Unto power, Rubens spake with silver tongue and silver brushes. He was a propaganda painter, and one the best that ever lived, maintain the curators Arturo Galansino of the Royal Academy, and Nico van Hout of the Royal Museum of Fine Arts, Antwerp.
Marie de Médicis (1575-1642), who as the wife of Henry IV (assassinated in 1610) was queen of France, commissioned from Rubens a whole gallery of depictions of her life and his triumphs, for the Palais de Luxembourg in Paris. Henry was hardly the most popular of monarchs, and his consort’s life had elements of a soap opera, but Rubens acted as ever the diplomat (which was one of his professions) and publicist in producing two dozen romanticised paintings. The spin-doctored cycle was to inspire absolutist adulatory painting throughout the 17th century, such as can be seen on the ceiling of the Banqueting House at Westminster.
The sea nymphs in the de Médicis panels were admired by Cézanne and this shows in the figures in the Frenchman’s painting Three Bathers, now in a private collection.
Given his association with one of Europe’s most important ports, there is a relative dearth of maritime elements in the work of Rubens. The paying and religious commissions kept his feet on the ground, but Fortuna (1636-37) by Rubens and his workshop is a compelling image of the Roman goddess Fortuna as mistress of the sea, in confident demeanour as she balances a little insecurely on an orb floating on the swirling waves.

Tiger, Lion and Leopard Hunt, 1616. Oil on canvas. By Peter Paul Rubens. Rennes, Musée des Beaux Arts. Photo c MBA, Rennes, Dist RMN-Grand Palais/Adelaide Beaudoin.
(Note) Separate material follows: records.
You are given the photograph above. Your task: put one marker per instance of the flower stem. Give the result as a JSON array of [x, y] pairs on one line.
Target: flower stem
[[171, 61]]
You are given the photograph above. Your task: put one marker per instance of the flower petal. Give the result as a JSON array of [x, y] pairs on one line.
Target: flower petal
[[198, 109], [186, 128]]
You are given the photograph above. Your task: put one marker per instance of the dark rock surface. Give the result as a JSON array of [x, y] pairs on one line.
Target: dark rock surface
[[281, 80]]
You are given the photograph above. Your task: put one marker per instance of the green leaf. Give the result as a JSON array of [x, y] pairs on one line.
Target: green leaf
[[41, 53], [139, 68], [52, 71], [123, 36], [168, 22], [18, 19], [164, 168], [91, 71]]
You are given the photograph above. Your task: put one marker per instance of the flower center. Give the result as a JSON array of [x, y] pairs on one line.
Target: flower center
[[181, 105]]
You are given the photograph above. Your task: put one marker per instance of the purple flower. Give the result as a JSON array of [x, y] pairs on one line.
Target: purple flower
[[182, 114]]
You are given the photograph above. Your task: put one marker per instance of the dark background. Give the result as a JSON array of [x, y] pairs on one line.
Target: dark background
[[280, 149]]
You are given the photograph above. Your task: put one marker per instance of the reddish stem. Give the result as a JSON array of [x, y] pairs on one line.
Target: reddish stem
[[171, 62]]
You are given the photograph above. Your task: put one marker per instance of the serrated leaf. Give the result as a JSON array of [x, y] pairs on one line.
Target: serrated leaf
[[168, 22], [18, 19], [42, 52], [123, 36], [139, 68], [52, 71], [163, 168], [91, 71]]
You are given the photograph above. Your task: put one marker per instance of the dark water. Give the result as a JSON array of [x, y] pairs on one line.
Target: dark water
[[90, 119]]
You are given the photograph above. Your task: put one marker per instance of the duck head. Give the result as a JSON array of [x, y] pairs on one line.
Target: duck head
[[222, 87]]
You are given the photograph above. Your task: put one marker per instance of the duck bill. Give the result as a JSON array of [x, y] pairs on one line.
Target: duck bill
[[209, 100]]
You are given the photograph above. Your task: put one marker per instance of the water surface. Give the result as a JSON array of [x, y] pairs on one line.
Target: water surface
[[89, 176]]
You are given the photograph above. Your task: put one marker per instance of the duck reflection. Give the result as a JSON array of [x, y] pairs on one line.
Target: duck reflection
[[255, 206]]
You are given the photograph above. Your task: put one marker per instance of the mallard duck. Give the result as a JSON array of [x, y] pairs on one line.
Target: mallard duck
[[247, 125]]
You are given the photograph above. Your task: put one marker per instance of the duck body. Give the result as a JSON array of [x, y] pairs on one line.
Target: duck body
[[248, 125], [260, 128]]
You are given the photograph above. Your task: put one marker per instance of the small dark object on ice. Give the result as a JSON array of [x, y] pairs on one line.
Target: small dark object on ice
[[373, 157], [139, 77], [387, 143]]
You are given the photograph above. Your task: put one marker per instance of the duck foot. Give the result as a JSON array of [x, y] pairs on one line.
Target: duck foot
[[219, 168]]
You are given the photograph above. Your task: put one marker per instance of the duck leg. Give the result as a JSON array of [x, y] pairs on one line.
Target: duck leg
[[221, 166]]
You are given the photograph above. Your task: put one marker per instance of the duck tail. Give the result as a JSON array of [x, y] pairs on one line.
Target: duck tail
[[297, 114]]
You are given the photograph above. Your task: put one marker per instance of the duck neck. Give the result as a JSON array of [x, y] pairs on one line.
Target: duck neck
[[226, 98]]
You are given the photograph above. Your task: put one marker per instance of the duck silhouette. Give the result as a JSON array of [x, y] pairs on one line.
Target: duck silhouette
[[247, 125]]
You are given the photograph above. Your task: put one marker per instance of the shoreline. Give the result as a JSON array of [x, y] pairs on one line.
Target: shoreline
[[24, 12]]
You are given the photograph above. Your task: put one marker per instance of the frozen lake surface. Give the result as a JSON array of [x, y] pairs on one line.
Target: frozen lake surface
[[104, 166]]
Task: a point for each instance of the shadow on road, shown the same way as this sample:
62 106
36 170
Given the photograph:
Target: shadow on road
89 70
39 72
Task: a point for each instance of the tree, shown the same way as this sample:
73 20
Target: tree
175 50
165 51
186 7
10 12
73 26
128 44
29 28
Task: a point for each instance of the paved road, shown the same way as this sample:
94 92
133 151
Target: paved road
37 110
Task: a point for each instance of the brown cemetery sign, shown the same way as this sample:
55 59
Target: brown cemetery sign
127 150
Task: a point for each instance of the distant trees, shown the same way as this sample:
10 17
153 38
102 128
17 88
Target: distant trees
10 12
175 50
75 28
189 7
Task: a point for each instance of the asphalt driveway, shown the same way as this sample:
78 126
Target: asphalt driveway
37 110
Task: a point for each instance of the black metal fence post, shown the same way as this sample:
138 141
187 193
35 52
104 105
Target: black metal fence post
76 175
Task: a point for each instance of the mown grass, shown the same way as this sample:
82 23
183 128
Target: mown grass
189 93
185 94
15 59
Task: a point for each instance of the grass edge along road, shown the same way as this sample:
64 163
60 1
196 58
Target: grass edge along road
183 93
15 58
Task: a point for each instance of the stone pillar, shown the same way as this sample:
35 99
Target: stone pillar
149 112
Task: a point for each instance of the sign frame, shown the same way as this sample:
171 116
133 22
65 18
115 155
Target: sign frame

He treated of a voyage from Barcelona to Genoa through rough seas by Cardinal Infante Ferdinand in an oil work on panel Neptune Calming the Tempest. Some 300 years later, in 1942, Oskar Kokoschka echoes the composition in his satirical Loreley, oil on canvas, in which Queen Victoria sits on a shark, feeding it with seafarers – implying that Britannia no longer ruled the waves.
In the maritime republic of Genoa, Rubens painted in 1607 Countess Maria Grimaldi in what today might be called Holywoodian grandeur, in a splendid Renaissance palace, with a Dwarf servant at her side. This is paired in the exhibition with his pupil van Dyck’s 1626 less ostentatious Genoese Noblewoman with her Son.
More medieval Hollywood is present in Tiger, Lion and Leopard Hunt executed in 1616 as a hunting scene typical of those loved by aristocrats of the era. This image is appropriated for the publicity poster for the exhibition, and Rubens himself did a kind of copy and paste, grafting the skin of a tiger onto the body of a lion. The white horse in the picture looks familiar – ah, yes, he used it in several of his other works. In addition to the violence central to the huge canvas, there are qualities of mercy as on the lower left a strongman grapples with a ravenous beast threatening to devour his companion. In 1847, Delacroix paid tribute with his more realistic Lion Hunt among dozens of his works evoking a sense of exotic danger.

Three Bathers, c 1875. Oil on canvas. By Paul Cézanne. Private collection.
Photo Ali Elai, Camerarts.
The exhibition Rubens and his Legacy: Van Dyck to Cézanne is at the Royal Academy, from January 24 to April 10 2015. It is organised by the Royal Academy; the Royal Museum of Fine Arts, Antwerp; and BOZAR (Centre for Fine Arts), Brussels.